I was at mass this morning with my family, and I was suddenly struck by the importance of one of God's great gifts to us: we are able to partake in the perfect sacrifice of Christ in spite of our our profound imperfection. The thought first came to me as we and dozens of other parents of small children were wangling them like cowboys and their cattle, and as a result, we were not able to keep a fixed gaze on the sacrifice at the altar. And yet, despite the distractions, we are still able to receive the body and blood of Christ, because it is not our worthiness but God's that makes this possible, which we say aloud right before going up for communion: "Lord, I am not worthy to receive you, but only say the word, and I shall be healed."
I have long loved listening to others sing at mass. My wife, Katie, has a beautiful voice, and it is a joy to hear her sing hymns at mass. But most of all, I have relished hearing those in the congregation who do not sing very well but who nonetheless belt out a hymn with unrestrained joy. I appreciate those voices because my own singing can be a bit painful to the ears at times. Most of all, though, I appreciate those voices because they are a good model for me that the important thing is not the beauty of the voice that sings but the majesty and love of who the voice praises and thanks. As the great Quaker hymn says: "Since Love is Lord of heaven and earth, how can I keep from singing?" The imperfect voices can sometimes give us the greatest witness to the perfection of God.
The priest who stands in the person of Christ ("persona Christi"), fortunately, does not need to be perfect like Christ to transform the bread and wine into Christ's body and blood.
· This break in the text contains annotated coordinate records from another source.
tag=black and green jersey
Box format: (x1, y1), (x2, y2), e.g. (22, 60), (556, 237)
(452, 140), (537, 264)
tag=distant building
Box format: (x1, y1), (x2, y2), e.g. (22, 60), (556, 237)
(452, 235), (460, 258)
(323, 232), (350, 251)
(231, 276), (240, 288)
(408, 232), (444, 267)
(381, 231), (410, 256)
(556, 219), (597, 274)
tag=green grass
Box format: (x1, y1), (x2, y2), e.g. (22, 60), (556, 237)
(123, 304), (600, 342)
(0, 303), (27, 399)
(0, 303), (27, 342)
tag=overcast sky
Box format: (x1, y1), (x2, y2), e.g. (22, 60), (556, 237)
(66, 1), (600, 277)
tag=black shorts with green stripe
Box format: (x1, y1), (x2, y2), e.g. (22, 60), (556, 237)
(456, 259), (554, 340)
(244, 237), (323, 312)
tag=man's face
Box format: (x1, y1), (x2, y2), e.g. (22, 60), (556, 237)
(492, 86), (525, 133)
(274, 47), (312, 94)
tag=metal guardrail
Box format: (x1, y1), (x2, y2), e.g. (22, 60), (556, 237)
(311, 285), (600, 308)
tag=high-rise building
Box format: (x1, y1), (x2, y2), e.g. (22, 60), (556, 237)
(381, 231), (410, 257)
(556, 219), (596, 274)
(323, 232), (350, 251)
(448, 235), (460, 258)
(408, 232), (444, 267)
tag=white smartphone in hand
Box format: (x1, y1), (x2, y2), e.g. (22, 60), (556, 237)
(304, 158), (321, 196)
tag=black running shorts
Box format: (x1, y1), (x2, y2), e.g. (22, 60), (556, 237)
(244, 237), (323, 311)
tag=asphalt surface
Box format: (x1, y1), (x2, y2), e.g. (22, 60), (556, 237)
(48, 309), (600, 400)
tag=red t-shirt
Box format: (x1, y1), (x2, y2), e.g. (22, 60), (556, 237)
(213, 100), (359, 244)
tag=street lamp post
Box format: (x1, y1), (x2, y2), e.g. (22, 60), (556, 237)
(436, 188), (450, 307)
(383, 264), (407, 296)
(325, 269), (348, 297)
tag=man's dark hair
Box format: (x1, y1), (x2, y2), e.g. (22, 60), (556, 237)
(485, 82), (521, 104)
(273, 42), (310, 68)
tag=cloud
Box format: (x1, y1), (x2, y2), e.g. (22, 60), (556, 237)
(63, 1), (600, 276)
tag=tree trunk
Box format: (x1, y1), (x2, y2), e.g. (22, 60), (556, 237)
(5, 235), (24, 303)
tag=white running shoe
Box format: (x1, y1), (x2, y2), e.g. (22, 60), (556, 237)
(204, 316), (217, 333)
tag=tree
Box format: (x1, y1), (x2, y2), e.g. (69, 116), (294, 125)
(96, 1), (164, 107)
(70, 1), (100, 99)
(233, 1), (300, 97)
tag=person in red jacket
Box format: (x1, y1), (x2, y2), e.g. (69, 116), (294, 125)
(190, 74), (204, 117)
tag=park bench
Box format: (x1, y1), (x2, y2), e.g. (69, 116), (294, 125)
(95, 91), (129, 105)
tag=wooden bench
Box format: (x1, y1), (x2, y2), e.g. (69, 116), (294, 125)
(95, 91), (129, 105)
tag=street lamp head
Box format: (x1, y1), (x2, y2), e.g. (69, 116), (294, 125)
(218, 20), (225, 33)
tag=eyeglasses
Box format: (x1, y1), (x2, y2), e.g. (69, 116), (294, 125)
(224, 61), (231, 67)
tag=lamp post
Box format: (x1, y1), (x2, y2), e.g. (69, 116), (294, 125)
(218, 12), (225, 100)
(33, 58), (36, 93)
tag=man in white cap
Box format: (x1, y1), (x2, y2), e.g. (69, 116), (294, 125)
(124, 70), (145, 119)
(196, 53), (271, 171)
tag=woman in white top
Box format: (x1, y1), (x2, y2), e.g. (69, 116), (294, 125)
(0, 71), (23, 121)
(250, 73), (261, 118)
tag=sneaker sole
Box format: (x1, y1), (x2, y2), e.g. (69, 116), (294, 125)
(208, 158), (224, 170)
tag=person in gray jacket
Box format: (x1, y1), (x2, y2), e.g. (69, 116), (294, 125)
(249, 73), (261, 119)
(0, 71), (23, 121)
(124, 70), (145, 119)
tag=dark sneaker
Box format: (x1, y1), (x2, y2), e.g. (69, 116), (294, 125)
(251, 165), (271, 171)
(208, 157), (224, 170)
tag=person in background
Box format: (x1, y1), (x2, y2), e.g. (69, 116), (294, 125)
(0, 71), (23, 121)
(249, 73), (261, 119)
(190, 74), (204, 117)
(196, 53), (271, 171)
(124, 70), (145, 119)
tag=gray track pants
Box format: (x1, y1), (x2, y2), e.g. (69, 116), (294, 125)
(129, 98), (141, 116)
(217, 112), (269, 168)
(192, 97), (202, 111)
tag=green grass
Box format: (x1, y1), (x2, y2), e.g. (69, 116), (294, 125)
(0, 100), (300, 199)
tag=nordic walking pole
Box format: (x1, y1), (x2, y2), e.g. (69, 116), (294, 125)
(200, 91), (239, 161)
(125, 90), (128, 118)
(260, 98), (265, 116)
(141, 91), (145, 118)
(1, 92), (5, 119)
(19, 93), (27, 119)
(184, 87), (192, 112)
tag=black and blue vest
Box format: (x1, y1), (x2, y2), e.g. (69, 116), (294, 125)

Through God's grace and mercy, an imperfect man--even a seriously flawed and sinful man--may consecrate the gifts and bring us Christ. There is a beautiful story about St. Francis being asked by the citizens of a particular town to confront their priest who was living with a woman. St. Francis went to the priest, but rather than scold the priest, St. Francis took the priest's hands in his own, kissed them, and said, "All I need to know is that these hands bring me Jesus." After that, Francis left and the priest reformed his life. There are many lessons to take from this story, but one of them is that the people of the town were still able to partake of the Eucharist before Francis' visit because, despite their priest's immorality, the priest's unworthy hands still brought the people Jesus.
In a similar way, the Church, which we say in the Nicene Creed is the "one holy catholic and apostolic Church" can be holy as an institution created by Jesus but be sinful in its individual members.
So this day let us thank the Lord for not letting our imperfection impede his perfection.